I agree with the respondent. The appellant management company incurred legal costs before and during the hearing in relation to the insurance costs; it gathered and adduced evidence, and Mr Compton presented argument and cross-examined witnesses. The suggestion that this was just “discussion with the Tribunal” and that the management company was simply “assisting the tribunal” is disingenuous; the management company opposed the leaseholder’s application in relation to insurance costs. The FTT allowed it to do so, and despite the misgivings it expressed in its decision granting permission to appeal the FTT was clearly right to allow it to do so because the management company has an interest in the level of the insurance costs (as indeed it says itself). Its interest arises not merely because it is the conduit for payment of the landlord’s costs; it is clear that - for reasons unexplained - it arranged the insurance itself through the managing agent.
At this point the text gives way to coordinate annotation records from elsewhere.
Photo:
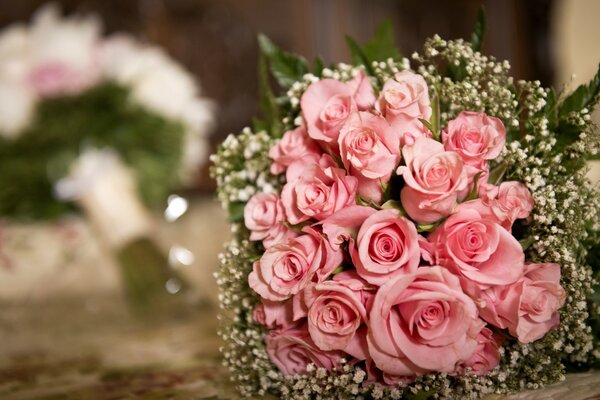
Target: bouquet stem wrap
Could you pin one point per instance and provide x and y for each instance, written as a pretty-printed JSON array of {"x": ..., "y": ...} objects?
[{"x": 105, "y": 190}]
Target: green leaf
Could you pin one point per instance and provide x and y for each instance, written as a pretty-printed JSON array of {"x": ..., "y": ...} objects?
[
  {"x": 236, "y": 211},
  {"x": 380, "y": 47},
  {"x": 318, "y": 66},
  {"x": 287, "y": 68},
  {"x": 431, "y": 128},
  {"x": 383, "y": 44},
  {"x": 358, "y": 56},
  {"x": 267, "y": 103},
  {"x": 497, "y": 173},
  {"x": 479, "y": 30},
  {"x": 338, "y": 270},
  {"x": 585, "y": 96},
  {"x": 425, "y": 227},
  {"x": 551, "y": 110}
]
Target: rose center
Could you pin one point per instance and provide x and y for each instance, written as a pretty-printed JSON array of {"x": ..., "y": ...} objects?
[{"x": 387, "y": 245}]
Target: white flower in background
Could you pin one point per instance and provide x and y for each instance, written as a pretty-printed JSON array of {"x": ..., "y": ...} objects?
[
  {"x": 58, "y": 55},
  {"x": 16, "y": 98},
  {"x": 16, "y": 108},
  {"x": 54, "y": 55},
  {"x": 162, "y": 85},
  {"x": 63, "y": 52}
]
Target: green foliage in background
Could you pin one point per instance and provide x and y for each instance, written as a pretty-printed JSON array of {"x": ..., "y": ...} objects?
[{"x": 102, "y": 117}]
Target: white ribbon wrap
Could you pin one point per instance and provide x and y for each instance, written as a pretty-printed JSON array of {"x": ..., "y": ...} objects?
[{"x": 105, "y": 189}]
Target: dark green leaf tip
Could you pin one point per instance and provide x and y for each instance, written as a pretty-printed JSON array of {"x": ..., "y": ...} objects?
[{"x": 479, "y": 30}]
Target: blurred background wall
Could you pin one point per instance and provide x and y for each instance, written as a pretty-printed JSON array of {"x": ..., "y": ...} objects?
[{"x": 216, "y": 39}]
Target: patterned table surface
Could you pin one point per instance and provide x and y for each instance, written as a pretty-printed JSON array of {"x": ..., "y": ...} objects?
[{"x": 93, "y": 349}]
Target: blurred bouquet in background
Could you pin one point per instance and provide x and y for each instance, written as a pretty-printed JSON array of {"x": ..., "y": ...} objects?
[{"x": 109, "y": 125}]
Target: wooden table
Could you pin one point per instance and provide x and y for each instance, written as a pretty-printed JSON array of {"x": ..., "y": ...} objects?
[{"x": 93, "y": 349}]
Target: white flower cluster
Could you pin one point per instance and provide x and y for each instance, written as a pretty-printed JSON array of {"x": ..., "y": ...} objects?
[
  {"x": 241, "y": 167},
  {"x": 57, "y": 55}
]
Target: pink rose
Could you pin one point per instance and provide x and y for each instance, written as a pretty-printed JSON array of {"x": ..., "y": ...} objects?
[
  {"x": 422, "y": 322},
  {"x": 508, "y": 202},
  {"x": 406, "y": 96},
  {"x": 316, "y": 190},
  {"x": 541, "y": 299},
  {"x": 529, "y": 307},
  {"x": 387, "y": 245},
  {"x": 264, "y": 217},
  {"x": 433, "y": 178},
  {"x": 273, "y": 314},
  {"x": 294, "y": 145},
  {"x": 476, "y": 137},
  {"x": 478, "y": 248},
  {"x": 343, "y": 226},
  {"x": 486, "y": 356},
  {"x": 327, "y": 104},
  {"x": 292, "y": 350},
  {"x": 287, "y": 268},
  {"x": 370, "y": 150},
  {"x": 336, "y": 309}
]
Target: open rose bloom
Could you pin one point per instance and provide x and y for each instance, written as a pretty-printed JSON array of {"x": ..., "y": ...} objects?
[
  {"x": 409, "y": 228},
  {"x": 427, "y": 285}
]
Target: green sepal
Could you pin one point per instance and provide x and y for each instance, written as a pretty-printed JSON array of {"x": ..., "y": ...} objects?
[
  {"x": 436, "y": 123},
  {"x": 474, "y": 192},
  {"x": 497, "y": 173},
  {"x": 426, "y": 227},
  {"x": 394, "y": 205}
]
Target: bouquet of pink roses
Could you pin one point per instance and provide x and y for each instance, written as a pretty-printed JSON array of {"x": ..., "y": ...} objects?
[{"x": 408, "y": 230}]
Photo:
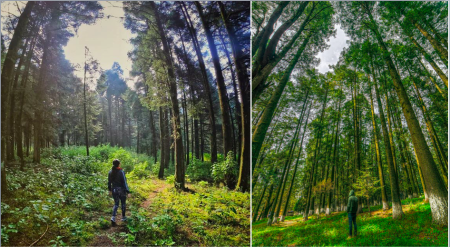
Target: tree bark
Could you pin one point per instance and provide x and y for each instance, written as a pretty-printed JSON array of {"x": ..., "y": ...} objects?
[
  {"x": 437, "y": 190},
  {"x": 244, "y": 93},
  {"x": 208, "y": 94},
  {"x": 222, "y": 89},
  {"x": 264, "y": 123},
  {"x": 179, "y": 156},
  {"x": 8, "y": 71}
]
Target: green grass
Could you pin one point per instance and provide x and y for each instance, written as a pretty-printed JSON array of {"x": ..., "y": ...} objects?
[
  {"x": 68, "y": 193},
  {"x": 415, "y": 228}
]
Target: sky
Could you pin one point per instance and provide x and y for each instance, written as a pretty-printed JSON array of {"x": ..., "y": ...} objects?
[
  {"x": 107, "y": 40},
  {"x": 331, "y": 55}
]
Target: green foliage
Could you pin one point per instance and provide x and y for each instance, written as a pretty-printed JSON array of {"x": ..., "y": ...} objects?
[
  {"x": 223, "y": 172},
  {"x": 75, "y": 204},
  {"x": 141, "y": 170},
  {"x": 415, "y": 228},
  {"x": 203, "y": 183},
  {"x": 126, "y": 162},
  {"x": 366, "y": 184},
  {"x": 198, "y": 170},
  {"x": 170, "y": 179},
  {"x": 155, "y": 168}
]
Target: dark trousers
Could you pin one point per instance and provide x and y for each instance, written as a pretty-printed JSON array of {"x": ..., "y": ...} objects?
[
  {"x": 352, "y": 220},
  {"x": 119, "y": 195}
]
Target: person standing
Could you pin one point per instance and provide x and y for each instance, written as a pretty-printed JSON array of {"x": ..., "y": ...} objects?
[
  {"x": 352, "y": 208},
  {"x": 118, "y": 187}
]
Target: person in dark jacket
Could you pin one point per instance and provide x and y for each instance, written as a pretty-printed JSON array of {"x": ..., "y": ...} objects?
[
  {"x": 352, "y": 208},
  {"x": 118, "y": 187}
]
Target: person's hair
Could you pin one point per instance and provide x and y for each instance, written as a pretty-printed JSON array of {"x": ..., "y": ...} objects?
[
  {"x": 114, "y": 169},
  {"x": 116, "y": 162}
]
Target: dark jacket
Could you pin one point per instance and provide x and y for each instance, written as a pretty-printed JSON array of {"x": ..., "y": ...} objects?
[
  {"x": 352, "y": 206},
  {"x": 119, "y": 180}
]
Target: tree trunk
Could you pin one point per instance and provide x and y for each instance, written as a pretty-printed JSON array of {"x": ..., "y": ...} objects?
[
  {"x": 378, "y": 157},
  {"x": 208, "y": 93},
  {"x": 442, "y": 51},
  {"x": 437, "y": 190},
  {"x": 264, "y": 123},
  {"x": 179, "y": 158},
  {"x": 244, "y": 93},
  {"x": 397, "y": 212},
  {"x": 222, "y": 89},
  {"x": 8, "y": 72},
  {"x": 259, "y": 42},
  {"x": 162, "y": 134},
  {"x": 296, "y": 165}
]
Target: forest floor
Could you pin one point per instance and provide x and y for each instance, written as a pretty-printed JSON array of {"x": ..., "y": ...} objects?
[
  {"x": 107, "y": 237},
  {"x": 374, "y": 229},
  {"x": 65, "y": 200}
]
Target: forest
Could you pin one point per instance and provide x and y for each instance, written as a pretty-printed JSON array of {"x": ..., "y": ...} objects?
[
  {"x": 179, "y": 125},
  {"x": 375, "y": 123}
]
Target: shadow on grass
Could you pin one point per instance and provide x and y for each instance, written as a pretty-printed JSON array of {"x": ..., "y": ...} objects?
[{"x": 414, "y": 229}]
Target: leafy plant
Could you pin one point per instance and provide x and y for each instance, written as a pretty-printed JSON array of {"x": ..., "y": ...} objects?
[{"x": 225, "y": 171}]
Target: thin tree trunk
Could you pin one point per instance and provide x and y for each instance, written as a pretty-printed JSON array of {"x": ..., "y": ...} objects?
[
  {"x": 264, "y": 123},
  {"x": 208, "y": 93},
  {"x": 437, "y": 190},
  {"x": 222, "y": 89},
  {"x": 244, "y": 93}
]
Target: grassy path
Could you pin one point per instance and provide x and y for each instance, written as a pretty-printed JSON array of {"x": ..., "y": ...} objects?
[
  {"x": 67, "y": 192},
  {"x": 106, "y": 237},
  {"x": 374, "y": 229}
]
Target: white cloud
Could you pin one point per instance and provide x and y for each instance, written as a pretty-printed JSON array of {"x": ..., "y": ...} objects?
[
  {"x": 331, "y": 55},
  {"x": 107, "y": 40}
]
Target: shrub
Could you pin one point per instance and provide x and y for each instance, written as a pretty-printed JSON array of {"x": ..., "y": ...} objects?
[
  {"x": 155, "y": 168},
  {"x": 225, "y": 171},
  {"x": 170, "y": 179},
  {"x": 203, "y": 183},
  {"x": 198, "y": 170}
]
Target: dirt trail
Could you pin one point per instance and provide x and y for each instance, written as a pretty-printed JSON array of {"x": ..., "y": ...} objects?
[{"x": 105, "y": 236}]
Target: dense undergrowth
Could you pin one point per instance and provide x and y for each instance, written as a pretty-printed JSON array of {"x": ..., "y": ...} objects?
[
  {"x": 378, "y": 229},
  {"x": 67, "y": 193}
]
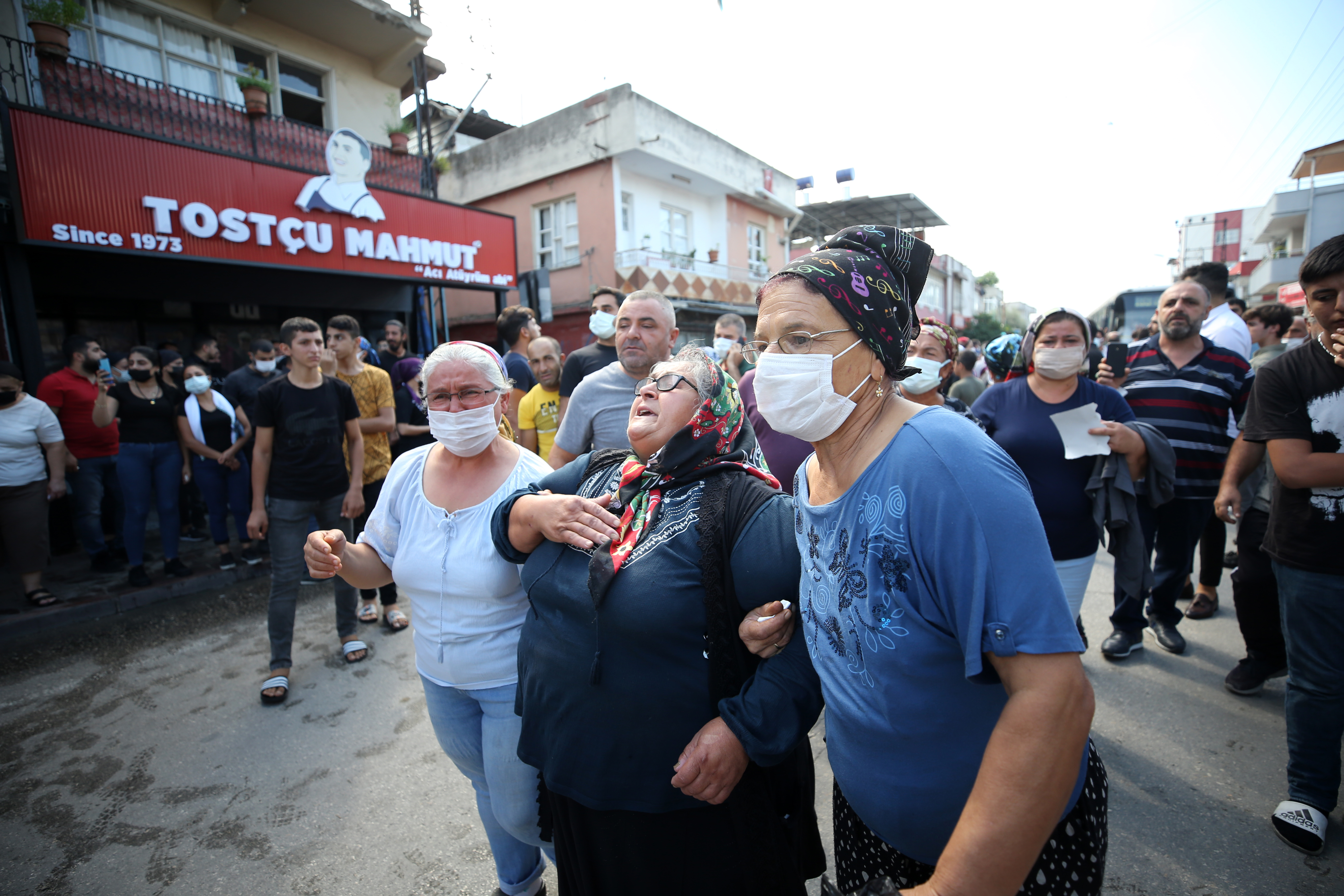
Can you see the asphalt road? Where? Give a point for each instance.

Moreover it is likely to have a financial interest in the amount payable; its obligation to reimburse the landlord for what is spent on insurance is not conditional upon the leaseholder in turn reimbursing the management company. That interest is clearly seen in the fact that the appellant also wanted to appeal the substantive decision in relation to the insurance costs. So naturally it took part in the proceedings insofar as the related to the insurance costs and it is unsurprising that the FTT allowed it to do so.
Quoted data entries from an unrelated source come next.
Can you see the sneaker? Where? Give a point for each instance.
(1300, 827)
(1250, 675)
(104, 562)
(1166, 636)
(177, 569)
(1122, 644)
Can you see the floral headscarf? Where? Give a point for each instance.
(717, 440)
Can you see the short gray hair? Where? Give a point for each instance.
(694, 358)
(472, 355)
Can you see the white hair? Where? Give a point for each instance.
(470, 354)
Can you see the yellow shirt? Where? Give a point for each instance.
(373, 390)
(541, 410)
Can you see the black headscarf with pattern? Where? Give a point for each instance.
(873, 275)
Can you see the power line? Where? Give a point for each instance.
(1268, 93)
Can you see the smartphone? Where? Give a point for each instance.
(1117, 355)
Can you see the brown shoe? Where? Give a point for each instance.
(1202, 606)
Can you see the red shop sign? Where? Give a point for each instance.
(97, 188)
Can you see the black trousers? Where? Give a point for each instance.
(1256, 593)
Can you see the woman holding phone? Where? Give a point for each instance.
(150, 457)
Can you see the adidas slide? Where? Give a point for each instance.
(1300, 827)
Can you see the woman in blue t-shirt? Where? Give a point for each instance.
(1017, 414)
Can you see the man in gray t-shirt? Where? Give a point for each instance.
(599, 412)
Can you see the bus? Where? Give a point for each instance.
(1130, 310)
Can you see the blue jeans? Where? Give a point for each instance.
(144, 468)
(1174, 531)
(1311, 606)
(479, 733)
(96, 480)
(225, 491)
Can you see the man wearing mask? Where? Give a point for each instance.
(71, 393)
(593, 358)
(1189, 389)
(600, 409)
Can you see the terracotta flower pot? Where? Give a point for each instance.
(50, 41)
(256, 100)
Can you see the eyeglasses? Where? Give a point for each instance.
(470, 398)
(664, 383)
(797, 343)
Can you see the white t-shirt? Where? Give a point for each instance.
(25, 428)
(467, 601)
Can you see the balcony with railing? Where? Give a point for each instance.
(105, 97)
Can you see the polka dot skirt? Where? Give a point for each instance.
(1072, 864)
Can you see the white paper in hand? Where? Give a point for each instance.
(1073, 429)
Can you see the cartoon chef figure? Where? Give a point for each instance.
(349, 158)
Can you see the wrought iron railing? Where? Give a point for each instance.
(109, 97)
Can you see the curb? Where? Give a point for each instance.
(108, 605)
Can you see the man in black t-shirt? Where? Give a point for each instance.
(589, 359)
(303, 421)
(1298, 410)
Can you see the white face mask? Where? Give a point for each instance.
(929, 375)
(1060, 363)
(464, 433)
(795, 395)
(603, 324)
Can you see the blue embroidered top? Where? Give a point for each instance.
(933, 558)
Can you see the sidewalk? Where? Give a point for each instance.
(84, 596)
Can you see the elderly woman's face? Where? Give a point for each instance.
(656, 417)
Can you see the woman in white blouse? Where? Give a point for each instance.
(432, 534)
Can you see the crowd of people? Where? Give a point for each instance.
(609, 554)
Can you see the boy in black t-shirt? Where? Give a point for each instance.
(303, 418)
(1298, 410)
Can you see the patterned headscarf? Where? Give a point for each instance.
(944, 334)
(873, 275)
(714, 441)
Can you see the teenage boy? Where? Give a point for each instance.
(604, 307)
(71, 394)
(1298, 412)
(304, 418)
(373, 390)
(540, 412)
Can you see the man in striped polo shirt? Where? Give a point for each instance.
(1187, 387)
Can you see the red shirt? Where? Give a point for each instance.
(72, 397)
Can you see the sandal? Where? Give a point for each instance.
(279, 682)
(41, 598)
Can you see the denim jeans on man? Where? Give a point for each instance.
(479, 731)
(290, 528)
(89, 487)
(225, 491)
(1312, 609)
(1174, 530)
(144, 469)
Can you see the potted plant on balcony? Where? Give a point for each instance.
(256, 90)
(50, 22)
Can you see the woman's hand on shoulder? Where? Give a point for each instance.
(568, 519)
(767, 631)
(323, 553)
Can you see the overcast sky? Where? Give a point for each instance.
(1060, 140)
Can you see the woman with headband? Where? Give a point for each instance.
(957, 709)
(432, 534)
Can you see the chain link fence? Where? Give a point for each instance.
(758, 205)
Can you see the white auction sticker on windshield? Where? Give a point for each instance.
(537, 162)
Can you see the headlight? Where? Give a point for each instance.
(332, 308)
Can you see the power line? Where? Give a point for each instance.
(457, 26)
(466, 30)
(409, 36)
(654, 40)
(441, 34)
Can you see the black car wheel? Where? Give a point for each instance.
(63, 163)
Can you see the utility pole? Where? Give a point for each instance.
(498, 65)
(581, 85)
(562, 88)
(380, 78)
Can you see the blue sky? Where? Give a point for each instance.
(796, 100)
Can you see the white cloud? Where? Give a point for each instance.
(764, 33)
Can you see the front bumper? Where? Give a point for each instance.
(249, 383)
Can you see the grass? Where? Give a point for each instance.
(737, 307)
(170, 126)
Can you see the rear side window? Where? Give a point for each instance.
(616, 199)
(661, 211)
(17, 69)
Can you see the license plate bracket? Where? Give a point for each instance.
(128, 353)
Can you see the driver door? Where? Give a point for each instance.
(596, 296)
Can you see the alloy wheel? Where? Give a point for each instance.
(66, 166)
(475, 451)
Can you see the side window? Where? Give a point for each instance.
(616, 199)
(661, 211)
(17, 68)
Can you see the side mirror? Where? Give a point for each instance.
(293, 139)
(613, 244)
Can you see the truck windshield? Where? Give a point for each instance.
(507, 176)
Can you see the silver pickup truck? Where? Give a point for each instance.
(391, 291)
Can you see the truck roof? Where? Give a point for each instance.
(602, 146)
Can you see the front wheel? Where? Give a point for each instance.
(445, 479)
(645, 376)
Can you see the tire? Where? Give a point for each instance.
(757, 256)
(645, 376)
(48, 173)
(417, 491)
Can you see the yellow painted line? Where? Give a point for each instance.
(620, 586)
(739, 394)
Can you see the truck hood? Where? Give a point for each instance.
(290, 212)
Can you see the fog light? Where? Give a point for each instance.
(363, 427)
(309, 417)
Against that background the appropriate response to the leaseholder’s application for orders under section 20C and paragraph 5A is obvious. The leaseholder challenged the cost of insurance, the entry system and the management fees. The appellant management company incurred legal costs in arguing against it on all three points. The leaseholder was largely successful and therefore the FTT’s order was unsurprising. Most of the legal costs incurred against the leaseholder were on the issue of the insurance costs (which were the subject of most of the evidence and argument), and were properly incurred by the management company because of its interest in those costs; to excuse the management company on the technical ground that it was not itself responsible under the lease for the insurance of the property would be unrealistic and unfair to the leaseholder.
The appeal fails.
Upper Tribunal Judge Elizabeth Cooke
1 February 2023
Right of appeal
Any party has a right of appeal to the Court of Appeal on any point of law arising from this decision. The right of appeal may be exercised only with permission. An application for permission to appeal to the Court of Appeal must be sent or delivered to the Tribunal so that it is received within 1 month after the date on which this decision is sent to the parties (unless an application for costs is made within 14 days of the decision being sent to the parties, in which case an application for permission to appeal must be made within 1 month of the date on which the Tribunal’s decision on costs is sent to the parties). An application for permission to appeal must identify the decision of the Tribunal to which it relates, identify the alleged error or errors of law in the decision, and state the result the party making the application is seeking. If the Tribunal refuses permission to appeal a further application may then be made to the Court of Appeal for permission.